ARM Cortex-A76


The ARM Cortex-A76 is a microarchitecture implementing the ARMv8.2-A 64-bit instruction set designed by ARM Holdings' Austin design centre. ARM states a 25% and 35% increase in integer and floating point performance, respectively.

Design

The Cortex-A76 serves as the successor of the ARM Cortex-A73 and ARM Cortex-A75, though based on a clean sheet design.
The Cortex-A76 frontend is a 4-wide decode out-of-order superscalar design. It can fetch 4 instructions per cycle. And rename and dispatch 4 Mops, and 8 µops per cycle. The out-of-order window size is 128 entries. The backend is 8 execution ports with a pipeline depth of 13 stages and the execution latencies of 11 stages.
The core supports unprivileged 32-bit applications, but privileged applications must utilize the 64-bit ARMv8-A ISA. It also supports Load acquire instructions, Dot Product instructions, PSTATE Speculative Store Bypass Safe bit and the speculation barriers instructions.
Memory bandwidth increased 90% relative to the A75. According to ARM, the A76 is expected to offer twice the performance of an A73 and is targeted beyond mobile workloads.

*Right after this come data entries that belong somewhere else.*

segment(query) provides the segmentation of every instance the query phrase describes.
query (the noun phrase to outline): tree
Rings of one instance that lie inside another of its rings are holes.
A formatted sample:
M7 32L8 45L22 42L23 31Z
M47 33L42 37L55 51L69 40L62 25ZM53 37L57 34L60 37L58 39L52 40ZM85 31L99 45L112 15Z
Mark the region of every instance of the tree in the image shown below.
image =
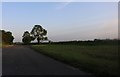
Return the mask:
M47 30L43 29L40 25L35 25L31 31L32 37L37 39L38 44L40 43L40 40L45 40L47 37L44 37L47 35Z
M23 37L22 41L24 44L29 44L32 40L30 33L28 31L25 31L22 37Z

The performance is targeted at "laptop class", including Windows 10 devices, competitive with Intel's Kaby Lake.
The Cortex-A76 support ARM's DynamIQ technology, expected to be used as high-performance cores when used in combination with Cortex-A55 power-efficient cores.

Neoverse N1

On February 20, 2019, Arm announced the Neoverse N1microarchitecture based on the Cortex-A76 redesigned for infrastructure/server applications. The reference design supports up to 64 or 128 Neoverse N1 cores.
Notable changes from the Cortex-A76:
The Cortex-A76 is available as SIP core to licensees, and its design makes it suitable for integration with other SIP cores into one die constituting a system on a chip.

Usage

ARM has also collaborated with Qualcomm for a semi-custom version of the Cortex-A76, used within their high-end Kryo 495 /Kryo 485, and also in their mid-range Kryo 460 and Kryo 470 CPUs. One of the modifications Qualcomm made was increasing reorder buffer to increase the out-of-order window size.
It is also used in the Exynos 990 and Exynos Auto V9. And the MediaTek Helio G90/G90T and Dimensity 800 and Dimensity 820.